# Pollen Color Chart?



## 1garysaccount (Aug 24, 2019)

We live in a rather rural area of Western Washington State. Our nearest neighbors are invisible from a human line of site with most land owned in blocks of 5-100 acres. Lots of time surrounds us. And while I can see what's flowering and growing in and around our pastures, that's about it. So when I see the bees coming back this time of year with different color pollens gathered, other than the orange from our own dandelion lawn/garden, I have no idea what they are bringing back. It's moot to them, though I am curious George about stuff like that. Are there any accurate pollen color charts that might be either state or region specific for the US available online?


----------



## Kuro (Jun 18, 2015)

I have not found a color chart specific for Western Washington. I think this Wikipedia site is still the best (https://en.wikipedia.org/wiki/List_of_pollen_sources). 

The popular pollen species my bees bring back look like the following (do Google search on the code to get the color). 

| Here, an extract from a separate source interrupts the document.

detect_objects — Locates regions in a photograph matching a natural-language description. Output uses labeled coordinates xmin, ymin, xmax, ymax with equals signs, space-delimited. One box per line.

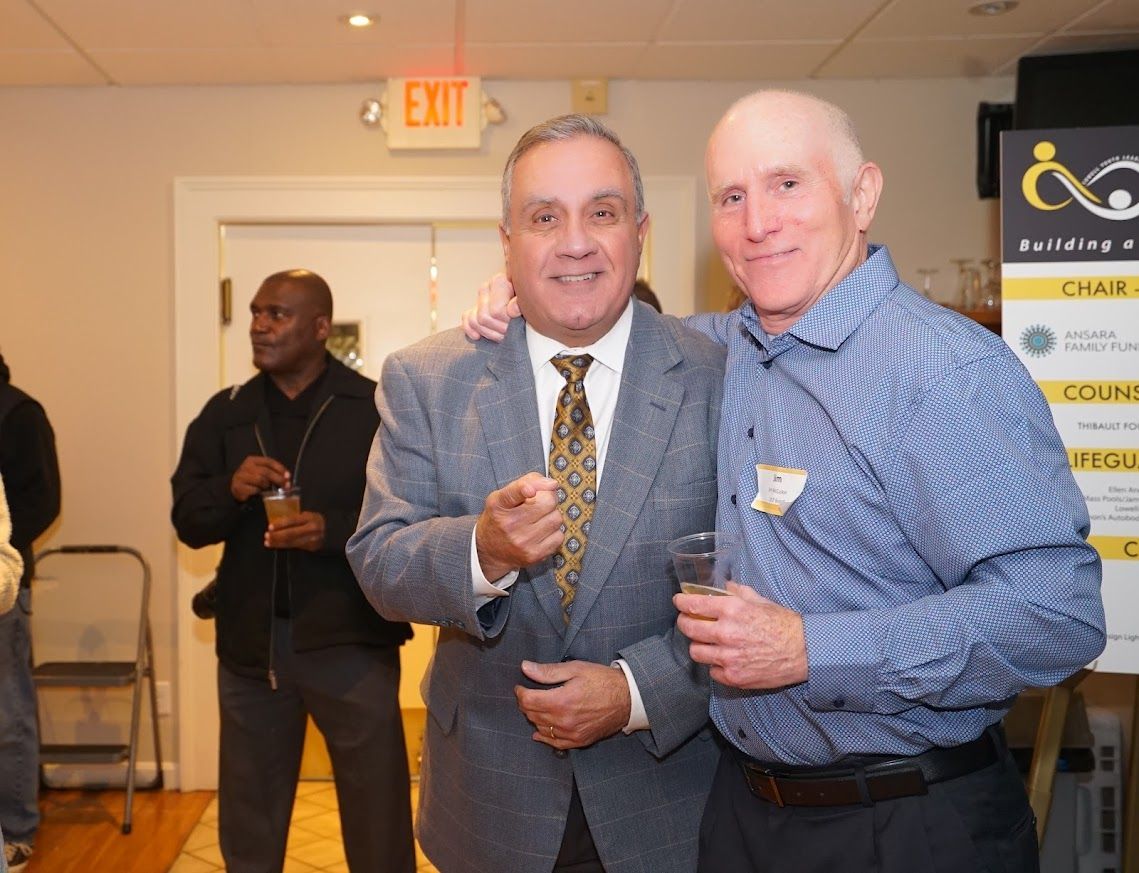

Cherry (#a8692a), March - April
Willow (#ebae3d), March - April
Dandelion (#eb721c), all year
Big-leaf maple (#838554), April
Tulip poplar (#d9d07e), June
Blackberry (#747a6d), June
Knotweed (#a8a772), August
Ivy (#e8af13), September - October


----------



## 1garysaccount (Aug 24, 2019)

Kuro said:


> I have not found a color chart specific for Western Washington. I think this Wikipedia site is still the best (https://en.wikipedia.org/wiki/List_of_pollen_sources).
> 
> Thank you. That's the one I found also. Even went so far as to generate a spreadsheet with tabs using the data there. It will help some, though lots of voids.


----------